Skellig Michael is one of my favourite locations anywhere in the world. It has long been my desire to photograph the 6th century monastery here in good light, and in mid-2012 I was given the opportunity to do just that. Access to the island is restricted with tourists only permitted between the hours of 10am and 4pm - which is unfortunately when the light is at its worst during the summer months.
On this occasion I was able to overnight on the island and was granted a spectacular sunrise, which you see here.
The 'beehive' huts here are drystone construction and have stood in more or less this condition since the monastery was abandoned in the 13th century. Even the ground on which they are built is remarkable, as it's a man-made terrace produced by building up hundreds of tons of rock held in by a series of retaining walls. The monks had no choice in this, as there is virtually no naturally occurring flat space on the island.
This is an iconic location, the view down the slip road to the harbour at Dunquin (Dún Chaoin), at the tip of the Dingle peninsula. From here you can catch the boat to the Blasket Islands.
Made on a stormy afternoon using a long exposure, the waves have turned to mist, swirling around the rocks just offshore.
Clogher is the place to be in a westerly storm. It's a fairly narrow bay and the wind and waves coming through it are always amplified. Never more so than on this stormy afternoon in January 2014. The wind was so fierce that it was a challenge to stand, let alone make photographs and the spray was constant.
Inis Tuaisceart, the Sleeping Giant, is visible on the horizon just past the breaking wave.
Ireland took a beating in early 2014 with storm after storm crashing into the coast from the Atlantic. This image was made on February 8th at Cromwell Point on Valentia Island. A huge wave threatens to engulf the lighthouse.
Slea Head is by far the most iconic of Dingle locations. On the very fringes of our island, it's an incredibly rugged and wild place. Even the roads have difficulty here - a section of the nearby Slea Head drive slipped into the sea some years ago. The new section is a little further inland now!
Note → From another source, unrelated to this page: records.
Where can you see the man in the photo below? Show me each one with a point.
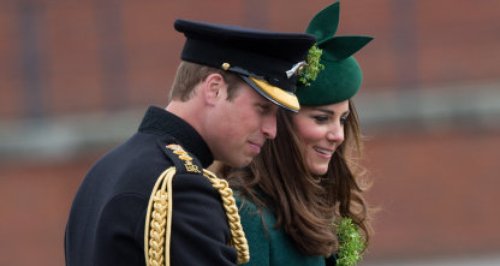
(148, 201)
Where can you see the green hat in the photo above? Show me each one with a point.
(341, 77)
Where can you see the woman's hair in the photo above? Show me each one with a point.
(305, 205)
(190, 74)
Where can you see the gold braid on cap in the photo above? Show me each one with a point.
(158, 226)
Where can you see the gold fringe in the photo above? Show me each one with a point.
(159, 221)
(158, 224)
(238, 239)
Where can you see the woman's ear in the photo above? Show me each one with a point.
(214, 88)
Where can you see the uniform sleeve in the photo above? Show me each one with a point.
(256, 234)
(118, 240)
(200, 232)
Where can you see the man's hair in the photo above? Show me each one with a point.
(190, 74)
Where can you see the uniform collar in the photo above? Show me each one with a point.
(160, 121)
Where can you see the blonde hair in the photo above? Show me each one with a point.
(190, 74)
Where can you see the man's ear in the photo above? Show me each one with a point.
(214, 88)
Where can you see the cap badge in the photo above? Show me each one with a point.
(295, 69)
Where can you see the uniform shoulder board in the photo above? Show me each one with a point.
(157, 232)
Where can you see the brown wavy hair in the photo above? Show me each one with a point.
(306, 206)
This image was made shortly after sunset on a stormy December day. The clouds, which had been stubbornly persistent on the horizon, cleared for a few seconds to give a glimpse of the glorious colours behind them, before closing again just as quickly.
From left to right, the islands visible are, Inishvickallaun, Inishnabro and the Great Blasket.
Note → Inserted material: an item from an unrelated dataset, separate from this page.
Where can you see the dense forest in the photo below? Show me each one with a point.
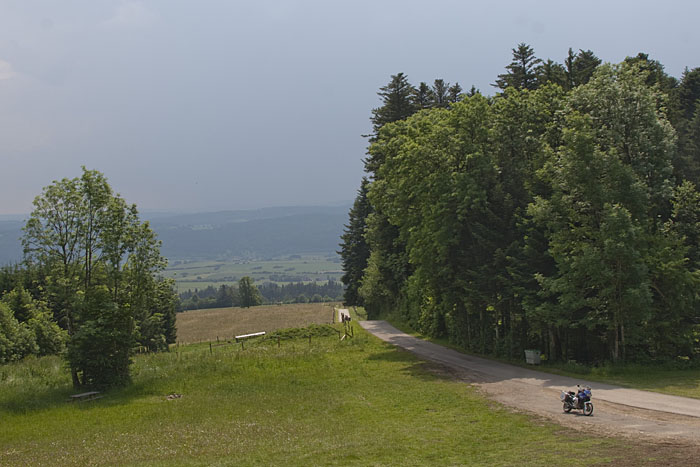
(294, 292)
(562, 213)
(90, 286)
Valentia is a large island just off the north coast of the Iveragh peninsula. Connected to the mainland by a bridge, it's a lovely place to visit and has some stunning scenery. This image was made while returning from the abortive attempt to land on Inishteareaght and shows the north coast of the island being battered by a storm.
It's a rare privilege to see this kind of weather in action from the air, so I'm pleased to be able to share it with you.
The monastery on Skellig Michael dates from the 6th century and is a UNESCO World Heritage Site. Perched on a man-made terrace 600 feet above the Atlantic, it's possibly my favourite place in the world. This photograph was made looking into the rising sun - a rare privilege!
Geokaun Mountain is the highest point on Valentia Island. In this classic panoramic view looking east, Fort Point and the Valentia lighthouse are visible in the bottom right. Beginish Island and Doulus Head also make an appearance.
I was even able to bribe some sheep to wander into the frame at left for the authentic rural Irish experience!